A Finnish-Canadian volunteer who was active in the Relief Camp Workers Union, the Canadian Labour Defence League, and the Communist Party of Canada. He also participated in the On-to-Ottawa Trek. He had previously served with the Finnish Army. He was wounded in action in Spain, but survived and returned him to Canada.
Robert Lyon Dickie was a Scottish Canadian volunteer. He immigrated to Canada in 1921, and married Violet Woodman in 1928. He fought with the Mackenzie Papineau Battalion, but was taken prisoner in March 1938. He was imprisoned at San Pedro de Cardeña, where he was the contact for the Communist Party. He was released during a prisoner exchange in 1939, and returned to Canada soon after.
Read his testimony about his time in San Pedro de Cardeña
Mykhailo Emil Hyduk was a Ukrainian Canadian volunteer. He worked as a labourer and restaurant worker in Innisfree and Edmonton, Alberta. He attended college for a short time, where he studied business. He was a worker for the Communist Party of Canada and a member of the Young Communist League.
Antal Krizsan was a Hungarian Canadian volunteer. He immigrated to Canada in 1937, where he lived in Ontario for only a few months before leaving for Spain. He was killed in action at Brunete in July 1937. Within just seven months, he moved to Canada, travelled to Spain, and died fighting fascism.
Margaret Crang was a lawyer and politician who played a small but well-publicised part in the Republican effort. In 1933, at the age of 23, Crang became one of the youngest people ever elected to Edmonton City Council. Her left-wing politics took her to Europe in September 1936, where she was representing the Albertan wing of the League Against War and Fascism at the Universal Peace Conference. After the conference, she traveled to Spain, and visited milicianas at the front, where she “proudly...fired two shots for the government side” (Edmonton Journal).
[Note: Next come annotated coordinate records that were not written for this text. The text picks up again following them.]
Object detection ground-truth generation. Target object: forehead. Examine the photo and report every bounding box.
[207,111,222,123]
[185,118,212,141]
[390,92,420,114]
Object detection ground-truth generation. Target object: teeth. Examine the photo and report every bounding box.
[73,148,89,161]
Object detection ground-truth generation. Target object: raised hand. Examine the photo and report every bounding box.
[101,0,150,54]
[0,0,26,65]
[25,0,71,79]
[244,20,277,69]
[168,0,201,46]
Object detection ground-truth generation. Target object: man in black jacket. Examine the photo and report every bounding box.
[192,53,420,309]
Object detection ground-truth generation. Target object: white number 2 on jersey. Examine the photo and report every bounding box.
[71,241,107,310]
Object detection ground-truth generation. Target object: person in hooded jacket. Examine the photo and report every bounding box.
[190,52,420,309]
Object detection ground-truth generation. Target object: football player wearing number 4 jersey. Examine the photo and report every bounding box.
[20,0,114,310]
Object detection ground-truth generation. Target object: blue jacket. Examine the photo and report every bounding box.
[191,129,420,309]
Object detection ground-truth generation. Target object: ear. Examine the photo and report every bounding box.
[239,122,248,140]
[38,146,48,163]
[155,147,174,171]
Gordon Keenan and Archibald Keenan were brothers from Cumberland, British Columbia. They likely traveled to Spain together, and fought with the Mackenzie Papineau Battalion. Gordon was killed in action on July 30, 1938 during the Ebro Offensive. Archibald was wounded in action but survived. He was accused of deserting in October 1938 (around the time most International Brigades volunteers were sent home), and he returned to Canada soon after. Both brothers are commemorated with a plaque at the family cemetery plot in Cumberland.
James Cameron was a Scottish Canadian who lived in Vancouver. He was an organizer in the Fisherman’s Union. In April 1938, he was shot in the ankle, and fell behind as Republican forces were retreating. He evaded the enemy for eleven weeks, but was eventually taken prisoner and sent to San Pedro de Cardeña. He was held in five different prisons, and released in April 1940, but was not allowed to return to Canada. He eventually settled in London, after working for several years in the Merchant Marine.
Marcus Aurelius Chase Haldane was an Aboriginal volunteer from Kamloops and Vancouver, British Columbia. He worked as a logger and diamond driller. He lost a leg in Spain, but survived and returned to Canada. After the war, he married Rita Kyelmo.
Ivor "Tiny" Anderson was a Danish-Canadian who immigrated to Canada in the late 1920s. He worked a lumberjack in Alberta and British Columbia, moving around to find work. He survived the sinking of the Ciudad de Barcelona, but he took his own life after losing his legs during the Ebro offensive.
Our Volunteer of the Week is George Steer: He was born in England, and moved to Canada in 1925. He worked in Canada as a tailor, and he was married with three children. He was a veteran of the First World War. He was wounded twice in Spain, but survived the war. While in Spain, he was expelled from the Communist Party, but "he didn't care."